I am active in journalism since 1979; from 1979 until 2000 I wrote mainly about jazz in the newspaper Het Parool, then I moved on to the Utrechts Nieuwsblad/Amersfoortse Courant (two papers in the heart of The Netherlands), covering music, literature and other subjects. As a freelance bass player, I performed with small mainstream groups until the late 90s.
In 1989 and 1992 respectively, I published the first biographies of Chet Baker and Ben Webster at Uitgeverij Van Gennep, Amsterdam. The book about Chet was published in German (Oreos Verlag), English (Berkeley Hills Books) and Japanese (Gendai Tosho). In 2001, Berkeley Hills Books published Webster’s biography as well.

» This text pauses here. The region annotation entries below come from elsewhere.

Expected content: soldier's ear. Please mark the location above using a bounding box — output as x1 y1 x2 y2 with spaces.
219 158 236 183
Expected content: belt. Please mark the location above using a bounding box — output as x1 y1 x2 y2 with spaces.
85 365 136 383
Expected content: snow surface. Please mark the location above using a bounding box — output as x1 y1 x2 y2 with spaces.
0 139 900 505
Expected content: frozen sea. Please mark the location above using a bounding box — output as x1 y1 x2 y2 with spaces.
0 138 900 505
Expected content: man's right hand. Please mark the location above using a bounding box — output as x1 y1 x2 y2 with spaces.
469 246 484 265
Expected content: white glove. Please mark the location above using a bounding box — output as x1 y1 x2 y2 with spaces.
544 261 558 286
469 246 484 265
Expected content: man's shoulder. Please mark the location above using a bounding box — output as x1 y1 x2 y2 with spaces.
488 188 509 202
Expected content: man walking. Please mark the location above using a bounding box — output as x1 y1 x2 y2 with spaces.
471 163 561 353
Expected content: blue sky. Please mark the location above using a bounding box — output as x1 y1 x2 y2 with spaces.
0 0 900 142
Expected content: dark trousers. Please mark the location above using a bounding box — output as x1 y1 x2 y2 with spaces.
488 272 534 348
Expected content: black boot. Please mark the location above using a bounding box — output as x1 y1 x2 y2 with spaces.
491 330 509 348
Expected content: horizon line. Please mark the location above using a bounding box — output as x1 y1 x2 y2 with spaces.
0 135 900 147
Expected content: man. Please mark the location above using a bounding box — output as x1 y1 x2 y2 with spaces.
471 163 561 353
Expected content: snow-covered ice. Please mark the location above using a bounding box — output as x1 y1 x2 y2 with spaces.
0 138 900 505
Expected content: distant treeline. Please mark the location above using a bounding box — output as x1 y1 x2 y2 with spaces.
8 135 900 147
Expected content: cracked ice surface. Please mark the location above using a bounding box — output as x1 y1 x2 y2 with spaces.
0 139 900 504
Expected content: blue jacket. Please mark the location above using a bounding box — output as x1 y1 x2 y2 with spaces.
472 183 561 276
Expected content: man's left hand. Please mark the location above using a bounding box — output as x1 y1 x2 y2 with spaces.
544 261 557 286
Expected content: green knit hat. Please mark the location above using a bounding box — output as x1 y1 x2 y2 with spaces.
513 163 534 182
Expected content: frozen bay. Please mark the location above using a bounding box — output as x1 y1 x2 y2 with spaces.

As Berkeley Hills Books does no longer exist, the English rights of my work are available again.
In October 2007, I published (in Dutch) an expanded and updated edition of my Chet-bio. It includes all the relevant information that has reached me since the first edition was published, as well as new interviews with dozens of individuals who knew the great trumpeter.
I’m currently living in Amersfoort (near Utrecht) with my family. In my spare time, I’m endlessly expanding my collection of Chet’s recordings. Other hobbies are: admiring the mediaevel center of Amersfoort, watching Woody Allen movies, writing poetry – without professional pretensions – and making a little music with a Westone bass guitar and a Polytone amp, both over 25 years old. I hate glib music, incomprehensible manuals and most of all: opinions about Chet and jazz in general, based on the wrong sources.
My favorite bass players are Oscar Pettiford (for his solos), Charlie Haden (for his soulfulness), Paul Chambers (for his beat) and Ray Brown (for lines, beat, sound and solos).